Therefore, I suggest you use some existing parsing infrastructure. This is especially true if you want to parse C ++ source code, because simply coding the C ++ parser is a difficult task.

For example, you can use the GCC compiler or on LLVM / Clang . Keep in mind their open source license: GCC is under GPLv3, and Clang / LLVM is BSD-like. GCC is capable of handling not only C and C ++, but also Fortran, Go, Ada, Objective-C.

Because of the GCPv3 GCC license, your development over it should also be a free program under GPLv3. However, this also means that the GCC community is quite large. If you know Ocaml and are interested in only C static analysis, you can consider Frama-C (LGPL license)

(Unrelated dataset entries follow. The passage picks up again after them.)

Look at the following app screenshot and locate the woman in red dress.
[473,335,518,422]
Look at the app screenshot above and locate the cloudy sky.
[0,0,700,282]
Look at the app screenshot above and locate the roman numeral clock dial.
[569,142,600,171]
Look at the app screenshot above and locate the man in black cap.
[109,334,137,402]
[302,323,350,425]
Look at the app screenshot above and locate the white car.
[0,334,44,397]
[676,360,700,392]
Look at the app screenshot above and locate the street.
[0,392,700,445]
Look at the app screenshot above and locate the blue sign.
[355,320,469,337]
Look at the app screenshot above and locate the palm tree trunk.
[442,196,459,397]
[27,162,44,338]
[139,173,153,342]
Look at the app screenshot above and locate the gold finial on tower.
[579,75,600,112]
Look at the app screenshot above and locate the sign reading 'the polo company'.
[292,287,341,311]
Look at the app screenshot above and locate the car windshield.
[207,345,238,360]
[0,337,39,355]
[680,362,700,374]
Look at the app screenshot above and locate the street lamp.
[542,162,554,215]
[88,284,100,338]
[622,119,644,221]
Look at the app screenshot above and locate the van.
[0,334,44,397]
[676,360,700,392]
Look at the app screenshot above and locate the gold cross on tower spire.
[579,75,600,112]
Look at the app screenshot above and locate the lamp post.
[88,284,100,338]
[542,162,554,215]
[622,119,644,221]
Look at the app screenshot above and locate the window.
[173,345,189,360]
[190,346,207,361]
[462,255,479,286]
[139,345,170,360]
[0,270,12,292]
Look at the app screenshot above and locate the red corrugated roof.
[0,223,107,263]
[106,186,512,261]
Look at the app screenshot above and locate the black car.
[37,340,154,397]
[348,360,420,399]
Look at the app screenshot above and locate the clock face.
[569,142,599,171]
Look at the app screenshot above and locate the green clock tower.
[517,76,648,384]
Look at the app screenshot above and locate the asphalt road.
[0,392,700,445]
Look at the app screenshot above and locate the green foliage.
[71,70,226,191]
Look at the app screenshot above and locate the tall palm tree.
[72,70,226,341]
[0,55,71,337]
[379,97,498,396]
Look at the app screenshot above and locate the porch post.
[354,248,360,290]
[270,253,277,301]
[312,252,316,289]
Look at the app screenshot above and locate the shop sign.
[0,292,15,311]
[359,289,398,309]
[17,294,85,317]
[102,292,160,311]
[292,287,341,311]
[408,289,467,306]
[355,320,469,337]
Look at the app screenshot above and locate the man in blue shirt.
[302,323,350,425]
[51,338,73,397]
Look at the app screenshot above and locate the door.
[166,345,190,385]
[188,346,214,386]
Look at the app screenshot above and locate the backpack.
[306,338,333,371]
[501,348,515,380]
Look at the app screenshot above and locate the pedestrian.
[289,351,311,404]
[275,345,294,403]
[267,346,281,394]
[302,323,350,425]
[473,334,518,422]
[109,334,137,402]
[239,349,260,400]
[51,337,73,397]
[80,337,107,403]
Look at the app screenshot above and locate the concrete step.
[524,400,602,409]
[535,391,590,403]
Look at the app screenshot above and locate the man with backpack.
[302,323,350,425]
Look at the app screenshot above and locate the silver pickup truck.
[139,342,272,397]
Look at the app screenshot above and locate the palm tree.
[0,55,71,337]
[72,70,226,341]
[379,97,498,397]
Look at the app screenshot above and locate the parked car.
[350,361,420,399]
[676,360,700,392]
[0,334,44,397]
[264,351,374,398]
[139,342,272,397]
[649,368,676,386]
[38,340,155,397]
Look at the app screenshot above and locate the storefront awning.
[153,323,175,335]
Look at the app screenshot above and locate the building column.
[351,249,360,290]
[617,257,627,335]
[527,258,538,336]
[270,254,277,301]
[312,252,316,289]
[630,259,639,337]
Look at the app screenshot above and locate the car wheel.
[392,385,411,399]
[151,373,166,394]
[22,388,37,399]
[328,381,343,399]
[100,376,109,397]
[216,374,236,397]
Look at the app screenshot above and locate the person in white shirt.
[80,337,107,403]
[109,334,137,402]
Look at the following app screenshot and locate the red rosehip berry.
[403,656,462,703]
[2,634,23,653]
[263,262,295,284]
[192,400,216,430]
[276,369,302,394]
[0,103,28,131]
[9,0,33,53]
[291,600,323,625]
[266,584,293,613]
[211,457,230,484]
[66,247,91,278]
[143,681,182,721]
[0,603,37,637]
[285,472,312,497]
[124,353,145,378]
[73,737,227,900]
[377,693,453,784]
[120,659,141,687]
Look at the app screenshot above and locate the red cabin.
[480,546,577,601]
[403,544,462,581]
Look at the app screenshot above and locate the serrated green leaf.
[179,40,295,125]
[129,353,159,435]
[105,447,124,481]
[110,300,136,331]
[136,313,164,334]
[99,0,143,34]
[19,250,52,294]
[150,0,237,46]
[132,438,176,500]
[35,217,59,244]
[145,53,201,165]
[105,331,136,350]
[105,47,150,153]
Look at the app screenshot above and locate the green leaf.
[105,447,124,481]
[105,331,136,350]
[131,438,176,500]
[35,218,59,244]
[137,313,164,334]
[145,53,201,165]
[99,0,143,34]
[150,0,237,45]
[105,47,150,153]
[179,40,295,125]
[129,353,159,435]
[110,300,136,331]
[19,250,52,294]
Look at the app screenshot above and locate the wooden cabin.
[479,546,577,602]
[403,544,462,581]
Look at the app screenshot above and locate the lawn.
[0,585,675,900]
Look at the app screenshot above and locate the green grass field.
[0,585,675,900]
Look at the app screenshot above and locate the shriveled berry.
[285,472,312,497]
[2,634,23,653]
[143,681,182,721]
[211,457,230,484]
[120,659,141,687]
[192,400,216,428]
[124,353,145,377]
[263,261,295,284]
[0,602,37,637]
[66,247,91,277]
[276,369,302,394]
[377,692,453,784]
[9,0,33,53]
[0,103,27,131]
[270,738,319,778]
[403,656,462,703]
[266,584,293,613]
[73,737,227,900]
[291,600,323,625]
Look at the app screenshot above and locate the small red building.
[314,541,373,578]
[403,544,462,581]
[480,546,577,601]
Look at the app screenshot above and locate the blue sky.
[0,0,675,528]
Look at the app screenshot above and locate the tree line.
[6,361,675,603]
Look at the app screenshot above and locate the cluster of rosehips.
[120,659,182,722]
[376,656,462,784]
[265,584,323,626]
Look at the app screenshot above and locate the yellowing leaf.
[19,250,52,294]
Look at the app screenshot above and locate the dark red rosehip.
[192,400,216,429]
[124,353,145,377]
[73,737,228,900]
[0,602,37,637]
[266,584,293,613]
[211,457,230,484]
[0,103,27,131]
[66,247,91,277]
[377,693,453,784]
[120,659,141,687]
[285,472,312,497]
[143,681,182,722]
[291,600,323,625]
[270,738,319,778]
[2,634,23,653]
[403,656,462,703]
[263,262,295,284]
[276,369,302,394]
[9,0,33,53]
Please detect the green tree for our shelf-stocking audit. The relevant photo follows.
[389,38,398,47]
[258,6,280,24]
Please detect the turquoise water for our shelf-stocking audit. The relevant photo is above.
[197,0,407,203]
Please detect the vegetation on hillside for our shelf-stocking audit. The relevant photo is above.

Actually, I am working on GCC by providing the MELT extension (MELT is also licensed by GPLv3). MELT is a high-level domain language for extending GCC and should be an ideal choice for working in static analysis using the powerful structure and internal representations (Gimple, Tree, ...) of GCC.

(Of course, LLVM people would be happy to use their work, and no one knows both LLVM and GCC, because learning so much software is already a problem, so people should choose what they put their time into).

So my suggestion is to join in with the existing static analysis or compiler efforts , not reinvent the wheel starting from scratch (because it means years of effort, just to have a good parser).

This way, you will take advantage of the existing infrastructure (so that you will not worry about AST and parsing), and you will improve some existing project.

I would be very happy if you are interested in MELT. FWIW, there is a MELT textbook in Paris, January 24 th 2012, HiPEAC conference .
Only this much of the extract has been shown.